Name: Darline Turner
State of residence: Texas
Children and ages: 12 year old daughter and an 8 year old son
Current or former profession(s): Women’s Health Coach (Currently), Nationally Certified Physician Assistant (Not currently working clinically); Owner and Founder of Mamas on Bedrest & Beyond www.mamasonbedrest.com
How long were you trying to get pregnant?
I could get pregnant pretty easily, but I would miscarry early on before 12 weeks. Started in 2001, had first miscarriage and myomectomy to remove uterine fibroids. I had my daughter in 2002 at age 37 and my son in 2006 (after a second miscarriage in 2004) age 40.
What did you do or not do to increase your chances of getting pregnant after 40?
I was put on progesterone suppositories at ovulation because it was discovered that I had a luteal phase defect and my uterine lining was not developing enough to support the pregnancies.
The Medical Community
How supportive were your doctors during your pregnancy?
They were supportive of the pregnancy, but not of me or my life in particular. Being older and high risk, I don’t feel they really took to heart the emotional toll it took on me, especially since I was without family or support in the immediate area.
I felt left to my own devices to get the help and support I needed. That is why I started Mamas on Bedrest & Beyond. I wanted to be the support I wish I had had; i.e. help around the house, help with my daughter (second pregnancy) and emotional support.
Did you change doctors or would like to have changed doctors? Why or why not?
No. My OB and her practice were overall very good and very good with dealing with women with my types of medical complications. I opted for the technical expertise over the emotional intelligence.
Family and Friends
What was the reaction of friends and family when you told me about your pregnancy?
My family was supportive, but cautious. I was pregnant with my son and turned 40 during the pregnancy. Having had a miscarriage, surgery to remove uterine fibroids prior to having my daughter, and then a second miscarriage, we all kind of held our collective breaths while I carried my son. Ironically, it was the easiest journey of my entire reproductive life!
LABOR AND DELIVERY
What do you remember most about the birth experience?
Well, I hemorrhaged after having my daughter. Initially, she did not cry when she first was lifted out of me (c-section) and I was moving and squirming trying to see her. She finally cried and then was whisked out of the surgical delivery suite to the nursery. She had fluid on her lung and they needed to “work on her breathing”.
Meanwhile, I was bleeding and throwing up and my OB’s partner (who delivered in my OB’s absence since I was 3 weeks early) worked diligently to stimulate my very “boggy and non- contracting uterus” and to stop the bleeding and stitch me up while the anesthesiologist gave me something to stop the vomiting and calm me down.

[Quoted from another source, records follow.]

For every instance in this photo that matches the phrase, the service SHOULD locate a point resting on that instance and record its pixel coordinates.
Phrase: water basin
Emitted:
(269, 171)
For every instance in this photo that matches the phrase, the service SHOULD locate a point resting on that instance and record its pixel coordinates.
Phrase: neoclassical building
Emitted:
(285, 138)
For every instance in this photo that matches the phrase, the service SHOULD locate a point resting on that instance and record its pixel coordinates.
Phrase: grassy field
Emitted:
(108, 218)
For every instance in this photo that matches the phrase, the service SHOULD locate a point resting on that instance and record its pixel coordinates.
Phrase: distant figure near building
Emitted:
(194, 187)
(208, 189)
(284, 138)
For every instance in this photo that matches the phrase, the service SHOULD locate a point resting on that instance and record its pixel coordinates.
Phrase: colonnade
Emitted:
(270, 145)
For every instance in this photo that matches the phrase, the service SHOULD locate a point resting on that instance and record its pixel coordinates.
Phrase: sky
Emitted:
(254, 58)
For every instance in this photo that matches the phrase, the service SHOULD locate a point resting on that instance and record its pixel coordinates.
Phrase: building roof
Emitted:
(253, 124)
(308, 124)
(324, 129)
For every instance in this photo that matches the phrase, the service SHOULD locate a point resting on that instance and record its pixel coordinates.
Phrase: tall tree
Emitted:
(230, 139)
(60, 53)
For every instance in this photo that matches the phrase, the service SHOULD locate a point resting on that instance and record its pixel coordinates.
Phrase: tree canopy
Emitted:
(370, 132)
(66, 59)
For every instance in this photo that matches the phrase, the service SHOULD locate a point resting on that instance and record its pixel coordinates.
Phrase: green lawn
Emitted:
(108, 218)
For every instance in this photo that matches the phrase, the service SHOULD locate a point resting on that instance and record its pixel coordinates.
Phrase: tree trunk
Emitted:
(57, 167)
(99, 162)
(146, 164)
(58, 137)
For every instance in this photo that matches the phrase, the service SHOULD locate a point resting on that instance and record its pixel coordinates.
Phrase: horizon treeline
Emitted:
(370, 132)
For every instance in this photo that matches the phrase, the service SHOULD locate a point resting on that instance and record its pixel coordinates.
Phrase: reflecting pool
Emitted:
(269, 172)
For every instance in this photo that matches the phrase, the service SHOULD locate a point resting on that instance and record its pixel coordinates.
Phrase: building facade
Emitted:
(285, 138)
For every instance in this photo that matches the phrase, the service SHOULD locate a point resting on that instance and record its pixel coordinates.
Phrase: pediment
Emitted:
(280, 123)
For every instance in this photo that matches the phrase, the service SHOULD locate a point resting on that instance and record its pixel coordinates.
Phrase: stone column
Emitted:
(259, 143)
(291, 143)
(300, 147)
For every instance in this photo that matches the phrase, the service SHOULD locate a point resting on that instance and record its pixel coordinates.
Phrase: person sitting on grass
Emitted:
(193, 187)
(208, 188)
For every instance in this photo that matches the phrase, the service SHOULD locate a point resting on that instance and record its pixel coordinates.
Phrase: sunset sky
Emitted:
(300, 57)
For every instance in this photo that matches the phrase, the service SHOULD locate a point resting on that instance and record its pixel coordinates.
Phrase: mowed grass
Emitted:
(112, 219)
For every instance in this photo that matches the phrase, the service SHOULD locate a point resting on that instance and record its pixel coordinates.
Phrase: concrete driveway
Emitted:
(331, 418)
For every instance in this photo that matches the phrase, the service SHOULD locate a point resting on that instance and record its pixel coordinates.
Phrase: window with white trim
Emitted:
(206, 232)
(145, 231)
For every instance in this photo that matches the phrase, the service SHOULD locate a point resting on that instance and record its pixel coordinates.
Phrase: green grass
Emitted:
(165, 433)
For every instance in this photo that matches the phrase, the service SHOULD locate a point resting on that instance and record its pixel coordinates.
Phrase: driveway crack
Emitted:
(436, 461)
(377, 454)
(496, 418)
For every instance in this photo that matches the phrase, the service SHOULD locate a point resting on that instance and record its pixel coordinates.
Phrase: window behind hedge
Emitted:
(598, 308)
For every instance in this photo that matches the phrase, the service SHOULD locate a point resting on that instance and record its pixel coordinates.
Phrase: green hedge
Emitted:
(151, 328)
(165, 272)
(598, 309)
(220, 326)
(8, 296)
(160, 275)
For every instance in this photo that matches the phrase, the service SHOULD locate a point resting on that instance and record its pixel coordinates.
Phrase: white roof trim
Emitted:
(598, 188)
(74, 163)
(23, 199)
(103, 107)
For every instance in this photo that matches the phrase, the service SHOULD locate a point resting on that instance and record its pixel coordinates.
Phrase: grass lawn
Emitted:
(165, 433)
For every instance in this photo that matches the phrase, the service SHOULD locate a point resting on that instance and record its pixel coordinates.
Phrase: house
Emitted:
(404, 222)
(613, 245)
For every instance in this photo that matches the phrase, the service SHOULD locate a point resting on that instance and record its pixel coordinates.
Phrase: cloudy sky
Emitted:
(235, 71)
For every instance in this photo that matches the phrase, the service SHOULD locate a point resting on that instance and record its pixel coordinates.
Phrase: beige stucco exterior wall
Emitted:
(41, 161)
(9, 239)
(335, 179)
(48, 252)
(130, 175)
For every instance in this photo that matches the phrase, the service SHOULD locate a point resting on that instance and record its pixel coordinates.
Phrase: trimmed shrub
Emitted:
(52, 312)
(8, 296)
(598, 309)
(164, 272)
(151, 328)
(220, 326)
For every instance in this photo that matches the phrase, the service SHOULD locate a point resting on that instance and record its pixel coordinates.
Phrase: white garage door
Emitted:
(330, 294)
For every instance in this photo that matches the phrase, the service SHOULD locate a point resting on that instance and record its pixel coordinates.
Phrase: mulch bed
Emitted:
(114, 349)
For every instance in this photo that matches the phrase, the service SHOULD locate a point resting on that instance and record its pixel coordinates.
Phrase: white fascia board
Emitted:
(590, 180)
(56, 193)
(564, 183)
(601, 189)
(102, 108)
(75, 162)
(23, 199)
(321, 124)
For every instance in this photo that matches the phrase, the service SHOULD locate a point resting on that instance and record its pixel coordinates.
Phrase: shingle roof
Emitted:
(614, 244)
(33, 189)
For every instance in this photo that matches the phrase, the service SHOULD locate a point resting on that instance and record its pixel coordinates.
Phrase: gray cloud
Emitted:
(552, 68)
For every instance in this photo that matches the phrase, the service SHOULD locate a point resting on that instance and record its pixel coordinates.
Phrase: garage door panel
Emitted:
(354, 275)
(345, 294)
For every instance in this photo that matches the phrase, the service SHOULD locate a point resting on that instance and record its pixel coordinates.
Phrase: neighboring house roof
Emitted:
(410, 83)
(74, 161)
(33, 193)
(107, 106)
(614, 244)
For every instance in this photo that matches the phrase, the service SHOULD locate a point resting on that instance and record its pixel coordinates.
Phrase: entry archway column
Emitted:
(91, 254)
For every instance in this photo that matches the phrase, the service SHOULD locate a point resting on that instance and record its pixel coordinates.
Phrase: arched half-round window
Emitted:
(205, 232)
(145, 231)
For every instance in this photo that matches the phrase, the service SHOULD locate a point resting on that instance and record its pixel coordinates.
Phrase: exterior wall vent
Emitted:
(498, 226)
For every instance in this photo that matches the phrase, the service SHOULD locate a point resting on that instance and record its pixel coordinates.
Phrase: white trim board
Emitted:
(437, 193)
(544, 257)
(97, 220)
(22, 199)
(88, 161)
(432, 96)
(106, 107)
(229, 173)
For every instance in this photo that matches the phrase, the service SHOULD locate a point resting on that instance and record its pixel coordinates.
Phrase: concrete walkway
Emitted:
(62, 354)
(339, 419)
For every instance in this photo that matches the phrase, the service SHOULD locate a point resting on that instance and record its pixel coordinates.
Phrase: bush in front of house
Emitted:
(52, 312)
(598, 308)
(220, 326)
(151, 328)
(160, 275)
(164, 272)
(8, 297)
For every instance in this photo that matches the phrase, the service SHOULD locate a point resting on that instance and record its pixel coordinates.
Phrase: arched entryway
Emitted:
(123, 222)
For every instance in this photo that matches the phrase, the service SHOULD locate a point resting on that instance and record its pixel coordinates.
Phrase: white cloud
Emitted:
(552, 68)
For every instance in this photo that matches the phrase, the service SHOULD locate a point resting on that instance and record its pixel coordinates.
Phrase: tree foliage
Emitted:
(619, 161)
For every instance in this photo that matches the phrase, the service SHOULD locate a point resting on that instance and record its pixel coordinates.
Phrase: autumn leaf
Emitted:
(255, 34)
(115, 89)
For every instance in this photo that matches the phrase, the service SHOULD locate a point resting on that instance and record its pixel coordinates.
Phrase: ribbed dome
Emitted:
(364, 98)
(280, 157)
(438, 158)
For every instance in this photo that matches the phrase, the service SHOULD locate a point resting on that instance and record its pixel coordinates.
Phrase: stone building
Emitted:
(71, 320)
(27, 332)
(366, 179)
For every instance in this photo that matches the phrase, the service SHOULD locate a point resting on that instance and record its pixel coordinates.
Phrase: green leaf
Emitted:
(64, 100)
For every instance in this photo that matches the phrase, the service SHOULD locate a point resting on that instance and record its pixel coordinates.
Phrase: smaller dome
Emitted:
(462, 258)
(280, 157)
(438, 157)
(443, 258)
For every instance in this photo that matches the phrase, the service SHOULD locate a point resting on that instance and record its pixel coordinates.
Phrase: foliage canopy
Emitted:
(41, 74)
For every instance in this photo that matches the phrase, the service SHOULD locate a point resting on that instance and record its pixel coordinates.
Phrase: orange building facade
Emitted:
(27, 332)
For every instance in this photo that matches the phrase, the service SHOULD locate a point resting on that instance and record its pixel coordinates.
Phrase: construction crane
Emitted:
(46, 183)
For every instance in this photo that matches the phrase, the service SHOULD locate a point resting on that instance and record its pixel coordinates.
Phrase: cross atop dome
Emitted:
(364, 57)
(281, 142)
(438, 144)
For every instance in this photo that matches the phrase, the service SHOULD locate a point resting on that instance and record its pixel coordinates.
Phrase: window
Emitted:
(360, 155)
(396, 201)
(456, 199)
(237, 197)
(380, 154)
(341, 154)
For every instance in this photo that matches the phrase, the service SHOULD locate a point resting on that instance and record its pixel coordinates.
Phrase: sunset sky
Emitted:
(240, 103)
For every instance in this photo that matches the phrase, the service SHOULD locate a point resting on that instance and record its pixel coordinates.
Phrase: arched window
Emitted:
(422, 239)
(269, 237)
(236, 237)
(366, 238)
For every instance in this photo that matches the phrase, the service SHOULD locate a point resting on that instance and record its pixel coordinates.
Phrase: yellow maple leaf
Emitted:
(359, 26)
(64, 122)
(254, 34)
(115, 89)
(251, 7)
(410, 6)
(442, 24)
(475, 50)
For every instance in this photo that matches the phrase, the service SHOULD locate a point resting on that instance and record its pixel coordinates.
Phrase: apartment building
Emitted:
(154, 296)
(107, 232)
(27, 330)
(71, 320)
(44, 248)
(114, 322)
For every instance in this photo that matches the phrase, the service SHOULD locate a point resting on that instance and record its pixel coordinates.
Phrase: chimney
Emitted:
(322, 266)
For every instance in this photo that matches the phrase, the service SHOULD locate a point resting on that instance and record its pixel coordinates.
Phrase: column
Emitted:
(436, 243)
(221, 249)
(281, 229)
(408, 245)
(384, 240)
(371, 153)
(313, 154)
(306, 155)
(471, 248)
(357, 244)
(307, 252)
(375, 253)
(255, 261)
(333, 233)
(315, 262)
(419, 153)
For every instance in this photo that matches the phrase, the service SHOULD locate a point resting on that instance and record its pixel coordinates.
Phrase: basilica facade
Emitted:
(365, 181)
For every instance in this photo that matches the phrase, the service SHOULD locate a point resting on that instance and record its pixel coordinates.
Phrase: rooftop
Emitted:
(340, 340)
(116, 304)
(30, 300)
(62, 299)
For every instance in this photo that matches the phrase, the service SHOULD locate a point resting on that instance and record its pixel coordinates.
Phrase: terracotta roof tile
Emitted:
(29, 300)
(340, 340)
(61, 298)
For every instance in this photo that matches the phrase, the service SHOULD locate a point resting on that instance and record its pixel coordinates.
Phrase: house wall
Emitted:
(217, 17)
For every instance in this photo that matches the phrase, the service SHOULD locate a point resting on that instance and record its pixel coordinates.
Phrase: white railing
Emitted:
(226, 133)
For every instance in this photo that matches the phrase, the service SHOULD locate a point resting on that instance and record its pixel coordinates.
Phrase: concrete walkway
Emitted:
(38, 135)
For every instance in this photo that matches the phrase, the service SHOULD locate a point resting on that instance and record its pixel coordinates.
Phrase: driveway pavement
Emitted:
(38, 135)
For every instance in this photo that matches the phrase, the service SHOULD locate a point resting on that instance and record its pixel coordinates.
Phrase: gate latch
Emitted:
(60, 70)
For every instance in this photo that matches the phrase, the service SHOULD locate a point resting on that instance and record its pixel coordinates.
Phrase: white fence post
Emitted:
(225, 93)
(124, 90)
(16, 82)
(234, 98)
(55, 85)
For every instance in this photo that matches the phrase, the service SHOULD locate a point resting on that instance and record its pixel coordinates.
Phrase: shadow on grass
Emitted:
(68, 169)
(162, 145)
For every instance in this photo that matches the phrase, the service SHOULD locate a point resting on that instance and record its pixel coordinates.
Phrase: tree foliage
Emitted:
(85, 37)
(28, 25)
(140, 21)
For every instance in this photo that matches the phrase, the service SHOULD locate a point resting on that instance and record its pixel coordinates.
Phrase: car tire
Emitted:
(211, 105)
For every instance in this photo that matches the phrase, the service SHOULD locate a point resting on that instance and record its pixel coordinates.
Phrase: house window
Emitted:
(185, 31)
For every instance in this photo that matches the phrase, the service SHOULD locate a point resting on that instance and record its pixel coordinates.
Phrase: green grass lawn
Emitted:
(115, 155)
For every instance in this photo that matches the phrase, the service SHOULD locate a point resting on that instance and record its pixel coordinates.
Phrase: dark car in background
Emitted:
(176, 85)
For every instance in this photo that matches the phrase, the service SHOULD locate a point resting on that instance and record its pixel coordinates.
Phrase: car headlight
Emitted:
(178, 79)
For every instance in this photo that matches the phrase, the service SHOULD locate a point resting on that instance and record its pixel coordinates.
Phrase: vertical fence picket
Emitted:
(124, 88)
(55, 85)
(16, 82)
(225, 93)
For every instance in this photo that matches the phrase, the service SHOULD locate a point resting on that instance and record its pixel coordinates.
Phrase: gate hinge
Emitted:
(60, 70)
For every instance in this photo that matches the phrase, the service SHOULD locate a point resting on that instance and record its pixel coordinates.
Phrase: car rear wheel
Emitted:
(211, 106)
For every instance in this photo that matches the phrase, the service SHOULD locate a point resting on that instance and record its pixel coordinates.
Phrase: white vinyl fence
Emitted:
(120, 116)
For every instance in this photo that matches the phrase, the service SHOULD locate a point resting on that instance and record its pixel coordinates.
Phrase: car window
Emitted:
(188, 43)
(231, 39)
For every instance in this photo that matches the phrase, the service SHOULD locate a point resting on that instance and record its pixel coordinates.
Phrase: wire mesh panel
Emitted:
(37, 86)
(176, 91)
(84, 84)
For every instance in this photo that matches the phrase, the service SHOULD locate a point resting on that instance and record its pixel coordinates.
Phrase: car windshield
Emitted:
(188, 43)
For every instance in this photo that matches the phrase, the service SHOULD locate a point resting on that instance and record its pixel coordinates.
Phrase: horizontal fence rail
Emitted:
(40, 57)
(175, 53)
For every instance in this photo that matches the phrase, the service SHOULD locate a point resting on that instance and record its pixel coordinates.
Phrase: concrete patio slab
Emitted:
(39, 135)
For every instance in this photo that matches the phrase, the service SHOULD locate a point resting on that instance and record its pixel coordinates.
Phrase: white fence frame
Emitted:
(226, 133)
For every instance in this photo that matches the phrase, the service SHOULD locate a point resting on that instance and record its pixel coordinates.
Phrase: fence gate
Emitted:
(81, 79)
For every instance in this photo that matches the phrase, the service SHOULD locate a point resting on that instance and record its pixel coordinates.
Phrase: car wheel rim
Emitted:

I was pretty upset that they took my daughter and I really didn’t get to see or hold her!
I remember there was a lot of hustle and bustle as instrument packs were opened and everyone prepped to work on me. My husband had left to go with my daughter and I remember thinking what a horrible joke it would be if after everything I went through, I didn’t live to see/hold my daughter! I was really upset. For a time, every time the OB stitched, blood shot up like Old Faithful. But she was very focused and skilled and after about 45 minutes, I was all stitched up. It was 12 hours before I held my daughter and that was as she was on her way up to the NICU.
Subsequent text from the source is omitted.